There was always - consistently - going to be a point when Rodgers' goals clashed with the club's operational approach, though.

It happened in his first incarnation and it transpired again, with added intensity, recently. Rodgers publicly commented about the sluggish process the team conducted their transfer business, the endless waiting for prospects to be landed, then missed, as was frequently the situation as far as he was believed.

Time and again he spoke about the need for what he termed "flexibility" in the market. The fans agreed with him.

Despite the organization splurged record amounts of funds in a calendar year on the expensive one signing, the costly another player and the £6m Auston Trusty - none of whom have cut it to date, with Idah already having departed - Rodgers pushed for more and more and, often, he expressed this in public.

He planted a bomb about a internal disunity inside the team and then walked away. Upon questioning about his comments at his subsequent news conference he would usually downplay it and almost reverse what he said.

Lack of cohesion? No, no, everybody is aligned, he'd say. It appeared like Rodgers was playing a dangerous game.

A few months back there was a report in a newspaper that purportedly came from a insider close to the organization. It said that the manager was damaging Celtic with his public outbursts and that his real motivation was managing his exit strategy.

He didn't want to be there and he was engineering his way out, that was the tone of the story.
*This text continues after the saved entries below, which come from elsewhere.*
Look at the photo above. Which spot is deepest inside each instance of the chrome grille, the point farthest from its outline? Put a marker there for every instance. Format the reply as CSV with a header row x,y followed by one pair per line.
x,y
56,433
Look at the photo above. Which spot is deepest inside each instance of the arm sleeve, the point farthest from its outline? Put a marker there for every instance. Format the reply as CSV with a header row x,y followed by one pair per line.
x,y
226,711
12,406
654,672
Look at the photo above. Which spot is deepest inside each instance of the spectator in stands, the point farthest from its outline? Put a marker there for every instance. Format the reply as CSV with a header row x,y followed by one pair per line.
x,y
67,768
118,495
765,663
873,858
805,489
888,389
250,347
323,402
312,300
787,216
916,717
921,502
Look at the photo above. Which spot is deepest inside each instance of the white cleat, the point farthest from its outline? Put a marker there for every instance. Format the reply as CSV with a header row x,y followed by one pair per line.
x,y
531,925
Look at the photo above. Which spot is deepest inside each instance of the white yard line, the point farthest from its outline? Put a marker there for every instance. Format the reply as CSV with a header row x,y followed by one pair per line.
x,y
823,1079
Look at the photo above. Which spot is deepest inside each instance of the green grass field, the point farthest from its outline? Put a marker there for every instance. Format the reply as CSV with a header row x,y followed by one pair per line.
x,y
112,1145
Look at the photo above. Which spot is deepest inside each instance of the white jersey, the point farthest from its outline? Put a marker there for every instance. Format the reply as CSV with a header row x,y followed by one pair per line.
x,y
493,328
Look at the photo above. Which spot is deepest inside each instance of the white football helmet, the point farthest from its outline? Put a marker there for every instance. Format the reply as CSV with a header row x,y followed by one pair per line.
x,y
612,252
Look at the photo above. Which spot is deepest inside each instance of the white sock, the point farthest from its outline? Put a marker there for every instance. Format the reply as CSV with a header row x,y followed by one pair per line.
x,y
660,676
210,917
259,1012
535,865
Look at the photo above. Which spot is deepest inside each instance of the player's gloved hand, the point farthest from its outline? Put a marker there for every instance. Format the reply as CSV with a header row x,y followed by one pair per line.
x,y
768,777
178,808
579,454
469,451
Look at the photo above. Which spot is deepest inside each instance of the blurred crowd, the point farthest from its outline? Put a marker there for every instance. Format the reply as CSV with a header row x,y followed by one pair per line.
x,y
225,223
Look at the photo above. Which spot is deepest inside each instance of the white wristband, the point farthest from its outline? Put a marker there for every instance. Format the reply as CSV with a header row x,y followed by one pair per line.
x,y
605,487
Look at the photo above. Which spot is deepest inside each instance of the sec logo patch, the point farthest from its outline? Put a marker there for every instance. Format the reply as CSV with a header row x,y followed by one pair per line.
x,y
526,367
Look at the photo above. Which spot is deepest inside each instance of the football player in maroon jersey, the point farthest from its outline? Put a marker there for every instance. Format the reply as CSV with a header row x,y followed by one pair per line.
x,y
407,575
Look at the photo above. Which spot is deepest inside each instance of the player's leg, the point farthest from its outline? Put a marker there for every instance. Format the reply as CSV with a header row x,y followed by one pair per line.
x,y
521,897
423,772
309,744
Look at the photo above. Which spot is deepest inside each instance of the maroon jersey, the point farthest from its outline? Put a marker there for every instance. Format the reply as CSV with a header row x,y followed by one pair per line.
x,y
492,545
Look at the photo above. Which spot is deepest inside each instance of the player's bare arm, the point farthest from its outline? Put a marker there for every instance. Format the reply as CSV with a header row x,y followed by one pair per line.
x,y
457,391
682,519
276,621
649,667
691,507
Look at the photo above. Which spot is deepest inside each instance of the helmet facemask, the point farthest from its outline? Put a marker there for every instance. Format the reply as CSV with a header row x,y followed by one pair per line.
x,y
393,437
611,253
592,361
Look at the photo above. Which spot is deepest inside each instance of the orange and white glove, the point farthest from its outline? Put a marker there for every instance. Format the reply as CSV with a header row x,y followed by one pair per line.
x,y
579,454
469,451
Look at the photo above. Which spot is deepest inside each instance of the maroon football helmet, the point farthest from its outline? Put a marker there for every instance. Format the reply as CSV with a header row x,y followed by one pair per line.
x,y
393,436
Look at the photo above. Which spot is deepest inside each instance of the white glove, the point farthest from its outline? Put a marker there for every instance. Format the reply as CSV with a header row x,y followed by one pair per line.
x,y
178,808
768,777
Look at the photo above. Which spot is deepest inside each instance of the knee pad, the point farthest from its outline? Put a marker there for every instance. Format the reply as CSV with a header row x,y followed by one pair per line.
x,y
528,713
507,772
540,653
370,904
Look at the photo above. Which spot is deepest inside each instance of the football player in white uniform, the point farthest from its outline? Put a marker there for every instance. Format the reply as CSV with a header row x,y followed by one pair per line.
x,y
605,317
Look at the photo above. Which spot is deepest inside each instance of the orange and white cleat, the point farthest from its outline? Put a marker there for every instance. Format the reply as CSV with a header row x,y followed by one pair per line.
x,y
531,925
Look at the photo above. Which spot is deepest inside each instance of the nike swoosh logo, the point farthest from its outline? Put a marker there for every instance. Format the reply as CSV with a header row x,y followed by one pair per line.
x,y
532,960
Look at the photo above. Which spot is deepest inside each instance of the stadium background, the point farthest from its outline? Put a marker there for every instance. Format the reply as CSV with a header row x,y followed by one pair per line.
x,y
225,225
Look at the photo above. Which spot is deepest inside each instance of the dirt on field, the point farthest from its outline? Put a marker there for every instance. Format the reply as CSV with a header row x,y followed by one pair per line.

Supporters were angered. They then saw him as similar to a martyr who might be carried out on his shield because his directors wouldn't back his plans to achieve success.

The leak was poisonous, of course, and it was meant to harm him, which it did. He called for an inquiry and for the guilty person to be removed. Whether there was a examination then we heard no more about it.

At that point it was plain the manager was losing the backing of the individuals in charge.

The regular {gripes

William Solis
William Solis

Sports enthusiast and content creator specializing in NFL team merchandise and fan culture insights.